On The Wonders Of Aïoli

When it comes to Florida cuisine, the conversation starts with Norman Van Aken. The chef and author was among the first to realize the tropical food goldmine of the region, and his restaurants and cookbooks have had a huge influence on chefs in Florida and beyond.

Now the chef/owner of Norman's at the Ritz-Carlton, Grande Lakes, Orlando and Director of Restaurants at Miami Culinary Institute, Van Aken is also hard at work on his next book, My Key West Kitchen (Kyle Books), due out in fall 2012. In the meantime, he'll contribute to Food Republic with his "Word On Food."

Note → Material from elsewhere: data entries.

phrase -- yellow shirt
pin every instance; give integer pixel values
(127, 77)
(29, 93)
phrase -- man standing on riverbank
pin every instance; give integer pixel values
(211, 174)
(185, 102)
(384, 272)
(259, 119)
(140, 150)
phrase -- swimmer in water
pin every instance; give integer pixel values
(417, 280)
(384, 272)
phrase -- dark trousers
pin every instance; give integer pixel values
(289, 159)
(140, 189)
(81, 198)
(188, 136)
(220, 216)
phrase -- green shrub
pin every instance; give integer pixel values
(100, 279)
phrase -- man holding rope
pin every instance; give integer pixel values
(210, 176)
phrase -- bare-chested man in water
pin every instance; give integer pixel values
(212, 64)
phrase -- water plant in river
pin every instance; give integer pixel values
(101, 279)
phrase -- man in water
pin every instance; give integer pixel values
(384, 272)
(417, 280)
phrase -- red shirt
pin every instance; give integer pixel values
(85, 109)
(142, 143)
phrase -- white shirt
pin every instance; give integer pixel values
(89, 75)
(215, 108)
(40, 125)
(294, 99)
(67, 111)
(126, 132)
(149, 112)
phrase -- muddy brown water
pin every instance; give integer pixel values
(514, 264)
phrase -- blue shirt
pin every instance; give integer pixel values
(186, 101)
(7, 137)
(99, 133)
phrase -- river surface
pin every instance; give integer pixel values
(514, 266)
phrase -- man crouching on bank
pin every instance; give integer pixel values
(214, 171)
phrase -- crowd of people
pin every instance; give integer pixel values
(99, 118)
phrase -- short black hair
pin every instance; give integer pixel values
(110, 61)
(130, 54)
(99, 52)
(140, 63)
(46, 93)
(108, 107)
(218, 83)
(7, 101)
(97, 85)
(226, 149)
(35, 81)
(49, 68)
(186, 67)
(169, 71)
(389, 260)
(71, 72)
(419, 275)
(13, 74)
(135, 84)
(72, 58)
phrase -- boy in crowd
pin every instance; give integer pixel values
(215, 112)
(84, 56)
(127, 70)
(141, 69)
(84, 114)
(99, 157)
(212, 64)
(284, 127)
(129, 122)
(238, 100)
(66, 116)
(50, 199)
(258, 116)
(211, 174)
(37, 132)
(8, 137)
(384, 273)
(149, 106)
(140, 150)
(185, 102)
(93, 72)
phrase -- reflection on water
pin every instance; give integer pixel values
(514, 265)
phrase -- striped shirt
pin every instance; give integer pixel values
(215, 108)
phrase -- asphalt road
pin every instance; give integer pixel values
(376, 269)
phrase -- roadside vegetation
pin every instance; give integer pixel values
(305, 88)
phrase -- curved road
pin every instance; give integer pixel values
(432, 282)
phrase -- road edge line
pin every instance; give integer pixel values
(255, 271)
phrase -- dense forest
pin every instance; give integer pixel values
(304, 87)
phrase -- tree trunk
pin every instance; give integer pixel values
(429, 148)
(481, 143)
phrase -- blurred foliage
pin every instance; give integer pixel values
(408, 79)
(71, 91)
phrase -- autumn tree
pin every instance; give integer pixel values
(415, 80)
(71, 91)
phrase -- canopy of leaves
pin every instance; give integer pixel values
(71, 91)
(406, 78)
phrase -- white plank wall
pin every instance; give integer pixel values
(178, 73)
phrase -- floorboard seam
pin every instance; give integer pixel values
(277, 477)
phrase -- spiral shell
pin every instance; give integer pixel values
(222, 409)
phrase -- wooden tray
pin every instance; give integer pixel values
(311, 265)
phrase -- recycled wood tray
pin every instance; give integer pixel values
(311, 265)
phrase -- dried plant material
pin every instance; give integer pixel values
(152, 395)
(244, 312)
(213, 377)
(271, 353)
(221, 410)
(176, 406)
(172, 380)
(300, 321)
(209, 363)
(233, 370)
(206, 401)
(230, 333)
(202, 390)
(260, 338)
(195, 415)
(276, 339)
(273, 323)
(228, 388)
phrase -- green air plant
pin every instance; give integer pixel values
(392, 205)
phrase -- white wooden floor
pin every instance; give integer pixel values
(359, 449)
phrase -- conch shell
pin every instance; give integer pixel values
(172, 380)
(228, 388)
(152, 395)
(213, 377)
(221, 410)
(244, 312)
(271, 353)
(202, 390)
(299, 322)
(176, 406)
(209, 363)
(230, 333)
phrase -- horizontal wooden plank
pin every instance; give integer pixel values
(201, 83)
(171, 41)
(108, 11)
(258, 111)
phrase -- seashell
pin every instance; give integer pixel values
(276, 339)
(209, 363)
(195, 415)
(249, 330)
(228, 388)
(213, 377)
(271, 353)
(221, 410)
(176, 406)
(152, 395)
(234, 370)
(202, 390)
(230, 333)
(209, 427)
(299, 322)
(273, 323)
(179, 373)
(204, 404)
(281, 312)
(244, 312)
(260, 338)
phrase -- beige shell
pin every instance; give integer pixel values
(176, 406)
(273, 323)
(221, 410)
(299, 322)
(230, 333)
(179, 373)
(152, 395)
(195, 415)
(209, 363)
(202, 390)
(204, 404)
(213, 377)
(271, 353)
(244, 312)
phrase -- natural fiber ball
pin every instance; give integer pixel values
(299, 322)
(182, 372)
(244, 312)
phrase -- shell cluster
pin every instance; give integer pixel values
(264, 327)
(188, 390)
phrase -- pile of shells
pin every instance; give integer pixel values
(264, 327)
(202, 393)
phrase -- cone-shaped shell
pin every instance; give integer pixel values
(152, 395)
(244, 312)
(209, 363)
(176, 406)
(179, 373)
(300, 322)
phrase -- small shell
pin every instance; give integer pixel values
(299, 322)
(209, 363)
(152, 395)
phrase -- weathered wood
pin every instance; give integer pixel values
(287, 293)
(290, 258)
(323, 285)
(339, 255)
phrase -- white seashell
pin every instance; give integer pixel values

The first time I made an aïoli I was in Key West, not sunny Provence from whence she shone first. But the sun did connect us...through the gypsy medium of garlic!

I was working at a little restaurant called The Port of Call, there in the port town of Key West. I was making my first wave of seafood soups, following the recipes of Point, Escoffier, Carême and an upstart named Jacques Pepin. They had names: some old, some new. Bouillabaisse, cotriade, bourride and the like. Bouillabaisse called for aïoli's cousin, rouille, but the bourride and cotriade were compatible with aïoli. I bought my first mortar and pestle and got to work.

My most cherished experience with aïoli came in the divine presence of Lulu Peyraud in the French town of Bandol, a port halfway between Marseilles and Toulon. There, at her vineyard home, the famous octogenarian by then, who was the muse to folks like the late, esteemed food and wine writer Richard Olney, (who wrote Lulu's Provencal Table) and Alice Waters.

"Lulu" (as she insisted we call her) served us a simple broth soup for the first course. It was much like a bouillabaisse with a small bowl of aïoli on the side for each of us. We drank the wines her family made, Domaine Tempier. She sat next to me and flirted. I was as speechless as I'd ever been in my life.

Marcel Boulestin said, "It is not really an exaggeration to say that peace and happiness begin, geographically, where garlic is used in cooking." If a little garlic makes you happy, aïoli will have you on the way to delirious, my friends. And speaking of friends, collect only those who love garlic. Who needs the reproach of those whose vapors are so dully uncharged by the magic of garlic?

Aïoli is the conjoining of two words, ail meaning "garlic" and oli representing the olive oil. Egg yolks and a splash of lemon juice complete this sauce.

With aïoli we enter a land that the writer John Lanchester describes as one that evokes: "A widening of life's sensuous possibilities, the addition of an extra few notes at either end of one's emotional keyboard, a set of new stops on the church organ of the psyche, an expansion of every cell of one's sensory paraphernalia, a new rapprochement between body, mind, and spirit; that land which is also an idea, a medium, a métier, a program, an education, a philosophy, a cuisine, a word: Provence."

We cannot deny that Provence is the birthplace of aïoli. But it travels well. Bring on the aïoli and get in a garlicky good mood. Lulu would want it so.